Hands hanging at her sides, Caitlin turned toward the bathroom. The door was open. The counter was smeared with garish makeup. The shower curtain had been pulled back.
From the riot of red streaks on the wall tile, the blood was spray from a severed carotid artery. Caitlin breathed in. Breathed out.
She stepped back outside. For a second, she couldn’t think. She could only feel what the victim—what Lia, surely—must have felt as Kyle Detrick forced her into the bathtub and drew a knife. Her terror, her sorrow, her pain.
She turned away from the room. Perez said nothing.
Caitlin breathed in again. Out. Gold sunlight needled her eyes. Across the parking lot, the forensic tech paced the empty pool. On the highway, a gravel truck slowed as the driver gawked at the scene. Caitlin half saw Rainey walking toward her.

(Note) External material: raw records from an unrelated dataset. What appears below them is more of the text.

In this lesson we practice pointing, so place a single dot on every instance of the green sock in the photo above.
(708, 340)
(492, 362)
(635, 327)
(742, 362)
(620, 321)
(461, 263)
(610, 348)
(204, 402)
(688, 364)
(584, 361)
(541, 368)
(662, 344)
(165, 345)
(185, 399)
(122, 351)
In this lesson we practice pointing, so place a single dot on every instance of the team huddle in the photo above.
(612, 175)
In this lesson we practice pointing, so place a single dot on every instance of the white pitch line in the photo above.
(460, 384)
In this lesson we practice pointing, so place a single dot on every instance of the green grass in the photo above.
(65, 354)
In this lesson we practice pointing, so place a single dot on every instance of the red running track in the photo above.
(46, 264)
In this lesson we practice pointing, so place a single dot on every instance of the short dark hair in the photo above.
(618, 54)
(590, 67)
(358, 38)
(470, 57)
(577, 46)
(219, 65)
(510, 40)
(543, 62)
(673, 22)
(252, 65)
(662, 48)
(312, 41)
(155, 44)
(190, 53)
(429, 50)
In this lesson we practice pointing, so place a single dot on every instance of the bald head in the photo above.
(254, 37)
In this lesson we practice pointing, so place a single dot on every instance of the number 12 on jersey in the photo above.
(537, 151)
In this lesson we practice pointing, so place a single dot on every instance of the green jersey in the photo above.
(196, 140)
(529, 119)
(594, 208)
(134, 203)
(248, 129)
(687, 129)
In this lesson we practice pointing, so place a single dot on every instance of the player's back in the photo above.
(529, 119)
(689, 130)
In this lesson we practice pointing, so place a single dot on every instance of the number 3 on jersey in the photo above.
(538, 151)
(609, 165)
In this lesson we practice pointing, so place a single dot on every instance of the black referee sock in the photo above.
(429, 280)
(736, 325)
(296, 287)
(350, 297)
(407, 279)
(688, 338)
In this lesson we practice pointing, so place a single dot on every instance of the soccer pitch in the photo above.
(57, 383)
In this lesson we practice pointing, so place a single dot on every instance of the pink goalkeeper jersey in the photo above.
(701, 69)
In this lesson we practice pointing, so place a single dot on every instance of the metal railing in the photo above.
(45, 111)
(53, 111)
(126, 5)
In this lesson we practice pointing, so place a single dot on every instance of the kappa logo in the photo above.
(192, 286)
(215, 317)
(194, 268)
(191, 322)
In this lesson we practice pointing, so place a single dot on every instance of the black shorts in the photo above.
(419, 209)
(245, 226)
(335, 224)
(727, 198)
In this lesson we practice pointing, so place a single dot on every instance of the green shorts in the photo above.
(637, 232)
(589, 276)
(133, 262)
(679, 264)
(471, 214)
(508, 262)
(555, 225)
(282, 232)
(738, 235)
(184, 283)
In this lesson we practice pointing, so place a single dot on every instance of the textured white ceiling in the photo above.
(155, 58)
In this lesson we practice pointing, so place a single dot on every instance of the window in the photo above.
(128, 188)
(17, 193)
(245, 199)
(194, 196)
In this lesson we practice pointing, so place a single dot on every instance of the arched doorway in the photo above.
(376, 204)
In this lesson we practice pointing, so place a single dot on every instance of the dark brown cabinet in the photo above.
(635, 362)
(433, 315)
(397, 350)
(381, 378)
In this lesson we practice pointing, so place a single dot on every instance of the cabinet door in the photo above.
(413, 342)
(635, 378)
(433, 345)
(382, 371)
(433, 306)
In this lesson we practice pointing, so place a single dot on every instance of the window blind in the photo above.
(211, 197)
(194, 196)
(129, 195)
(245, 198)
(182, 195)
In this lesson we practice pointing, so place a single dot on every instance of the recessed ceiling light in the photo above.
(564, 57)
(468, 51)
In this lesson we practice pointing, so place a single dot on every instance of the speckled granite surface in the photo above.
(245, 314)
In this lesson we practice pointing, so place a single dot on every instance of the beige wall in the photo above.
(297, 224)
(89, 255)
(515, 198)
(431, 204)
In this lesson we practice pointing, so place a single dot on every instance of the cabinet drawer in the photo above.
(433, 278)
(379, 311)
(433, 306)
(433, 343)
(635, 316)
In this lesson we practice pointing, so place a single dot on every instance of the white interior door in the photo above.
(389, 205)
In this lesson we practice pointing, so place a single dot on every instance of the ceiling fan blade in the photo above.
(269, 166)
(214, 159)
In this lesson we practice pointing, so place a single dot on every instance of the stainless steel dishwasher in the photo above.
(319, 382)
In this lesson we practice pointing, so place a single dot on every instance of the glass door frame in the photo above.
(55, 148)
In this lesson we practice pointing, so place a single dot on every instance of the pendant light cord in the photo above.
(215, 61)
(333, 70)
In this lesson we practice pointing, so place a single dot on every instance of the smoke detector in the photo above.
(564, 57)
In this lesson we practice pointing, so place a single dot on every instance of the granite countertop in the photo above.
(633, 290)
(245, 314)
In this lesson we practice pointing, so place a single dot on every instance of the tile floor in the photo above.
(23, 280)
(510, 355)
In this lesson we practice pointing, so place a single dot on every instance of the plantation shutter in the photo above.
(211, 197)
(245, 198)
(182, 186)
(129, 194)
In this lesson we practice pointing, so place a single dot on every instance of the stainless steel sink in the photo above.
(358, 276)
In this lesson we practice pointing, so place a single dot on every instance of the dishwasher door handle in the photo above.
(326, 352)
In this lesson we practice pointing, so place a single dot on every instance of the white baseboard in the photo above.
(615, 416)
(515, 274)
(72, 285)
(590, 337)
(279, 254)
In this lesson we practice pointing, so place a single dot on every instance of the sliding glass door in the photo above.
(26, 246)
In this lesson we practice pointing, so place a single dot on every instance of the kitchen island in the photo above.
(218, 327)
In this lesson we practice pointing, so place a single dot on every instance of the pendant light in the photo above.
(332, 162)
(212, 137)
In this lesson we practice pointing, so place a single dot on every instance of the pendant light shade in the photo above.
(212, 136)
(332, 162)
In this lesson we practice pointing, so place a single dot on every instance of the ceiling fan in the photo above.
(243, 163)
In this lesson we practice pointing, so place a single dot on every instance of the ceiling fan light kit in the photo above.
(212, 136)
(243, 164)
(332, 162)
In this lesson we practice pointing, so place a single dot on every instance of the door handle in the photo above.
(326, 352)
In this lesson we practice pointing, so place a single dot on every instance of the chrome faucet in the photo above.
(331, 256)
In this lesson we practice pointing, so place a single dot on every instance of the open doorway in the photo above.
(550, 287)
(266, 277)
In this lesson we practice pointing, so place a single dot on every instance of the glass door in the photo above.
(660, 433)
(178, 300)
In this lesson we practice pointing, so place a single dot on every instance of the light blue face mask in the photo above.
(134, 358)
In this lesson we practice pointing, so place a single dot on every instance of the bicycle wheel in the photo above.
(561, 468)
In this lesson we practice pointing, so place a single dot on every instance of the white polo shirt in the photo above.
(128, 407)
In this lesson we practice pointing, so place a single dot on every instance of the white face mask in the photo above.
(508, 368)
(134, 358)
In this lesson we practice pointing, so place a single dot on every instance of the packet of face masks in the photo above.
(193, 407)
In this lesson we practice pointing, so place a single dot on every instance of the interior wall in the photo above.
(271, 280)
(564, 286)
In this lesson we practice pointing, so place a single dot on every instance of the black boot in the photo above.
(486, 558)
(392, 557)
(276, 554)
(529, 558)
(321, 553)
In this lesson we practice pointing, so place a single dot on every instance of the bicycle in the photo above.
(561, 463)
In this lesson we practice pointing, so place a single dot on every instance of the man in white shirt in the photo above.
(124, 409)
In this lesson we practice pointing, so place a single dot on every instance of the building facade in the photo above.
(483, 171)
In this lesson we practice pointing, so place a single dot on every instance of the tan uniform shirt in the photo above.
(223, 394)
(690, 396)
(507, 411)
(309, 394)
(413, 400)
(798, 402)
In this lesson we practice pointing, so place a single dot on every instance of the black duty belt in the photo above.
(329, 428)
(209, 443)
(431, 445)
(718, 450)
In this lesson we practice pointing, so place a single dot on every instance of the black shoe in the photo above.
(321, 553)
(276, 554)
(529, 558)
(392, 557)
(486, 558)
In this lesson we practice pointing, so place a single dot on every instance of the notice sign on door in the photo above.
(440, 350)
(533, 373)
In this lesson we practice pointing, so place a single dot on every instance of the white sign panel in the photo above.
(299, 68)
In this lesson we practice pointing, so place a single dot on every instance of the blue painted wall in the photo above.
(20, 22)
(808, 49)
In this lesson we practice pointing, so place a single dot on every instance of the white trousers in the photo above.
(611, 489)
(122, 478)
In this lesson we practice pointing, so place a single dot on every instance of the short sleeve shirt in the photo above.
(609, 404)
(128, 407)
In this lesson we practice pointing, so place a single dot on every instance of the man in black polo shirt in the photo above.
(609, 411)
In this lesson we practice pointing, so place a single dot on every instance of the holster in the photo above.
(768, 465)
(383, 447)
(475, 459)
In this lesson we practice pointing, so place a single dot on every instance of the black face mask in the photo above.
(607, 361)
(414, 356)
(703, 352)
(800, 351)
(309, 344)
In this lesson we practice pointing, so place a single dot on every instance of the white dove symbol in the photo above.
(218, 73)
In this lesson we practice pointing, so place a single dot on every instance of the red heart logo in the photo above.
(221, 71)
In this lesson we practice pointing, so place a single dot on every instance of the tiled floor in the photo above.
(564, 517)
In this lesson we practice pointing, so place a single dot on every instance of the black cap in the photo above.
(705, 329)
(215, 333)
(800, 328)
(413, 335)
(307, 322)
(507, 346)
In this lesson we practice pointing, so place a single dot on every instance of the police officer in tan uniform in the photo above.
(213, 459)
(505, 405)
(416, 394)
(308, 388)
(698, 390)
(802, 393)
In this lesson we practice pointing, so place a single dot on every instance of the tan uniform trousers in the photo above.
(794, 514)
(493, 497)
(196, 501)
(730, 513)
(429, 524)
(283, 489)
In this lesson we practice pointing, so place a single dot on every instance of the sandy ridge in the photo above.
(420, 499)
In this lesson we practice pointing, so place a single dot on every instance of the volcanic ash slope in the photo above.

Beyond the pool, the cemetery sat dejected in the chilly sun. Crosses leaned at crazy angles, as if it were a Halloween haunted house. Dust scudded across the ground. At the cemetery’s farthest edge, a tumbleweed was caught on the point of a cross, shivering in the wind.
Rainey approached. “What’s that?”
Caitlin frowned. “Don’t know.”
The tumbleweed twisted, as though trying to break free. A ribbon—a silver stripe—was wound among its dry branches.
“Is that duct tape?” Rainey said.
She strode across the parking lot with Caitlin. They entered the cemetery and wound their way past the listing crosses and sun-bleached wooden grave markers.
“Damn. It is duct tape.” Rainey jogged up to the tumbleweed. It was affixed to the tip of the listing cross so it couldn’t blow awa
y.
“Duct tape’s part of Detrick’s kidnap kit,” Caitlin said. “It’s a signal.”
“To whom? Us?”
Caitlin scanned the scene, turning three-sixty. Panning the desert, she climbed over the cemetery’s wrought iron fence and examined the ground. Behind her, Rainey whistled, high and loud.
“Emmerich,” Rainey shouted.
A second later she hopped the fence and joined Caitlin. From the cemetery boundary, empty ground ran a mile or so to crinkled brown hills. Cautiously, surveying the sandy soil, Rainey walked forward. After a minute, she pointed.
“Tire tracks.”
She crouched. Caitlin drew up beside her. They heard Emmerich loping toward them.
The tracks originated with twin divots, like the vehicle had accelerated sharply from a standstill. They ran straight across the sand toward the hills.
“I know what he did,” Rainey said. “What they did.” She stood and peered back at the motel parking lot. “They grabbed some tumbleweeds from the pool and duct taped them to the back bumper of the vehicle. The tumbleweeds dragged on the ground and covered their tracks when they drove onto the sand.”
Caitlin knit her brow. “But they took them—or at least one—off and taped it to that cross.”
“Yes. Because they wanted somebody to eventually come looking, and find out which way they went.”
“Why?”
Emmerich jogged up.
“Tracks,” Rainey said. “We need a photographer. And the techs should make molds ASAP, before the wind blows them away.”
Emmerich’s gaze followed the tire ruts across the desert. “They headed straight for the hills?”
On the hillside was a square opening, black against the russet earth. Rocks and dirt trailed from its mouth down the slope.
Caitlin recalled the billboards leading into town. FAMILY MINE TOURS.
“Mine shaft,” she said.
Emmerich spun and yelled at Perez to bring the techs and a four-by-four vehicle.
Rainey took off running, cross-country. “The missing clerk.”
• • •
By the time they climbed the hillside, Rainey was wheezing and her face was slick with sweat. Her braids had fallen from her chignon and stuck to her face. Emmerich was wired and blowing hard. Caitlin’s legs felt as wobbly as a foal’s. The mine shaft was abandoned, its support beams split and rotted. The local officers approached the entrance with weapons drawn.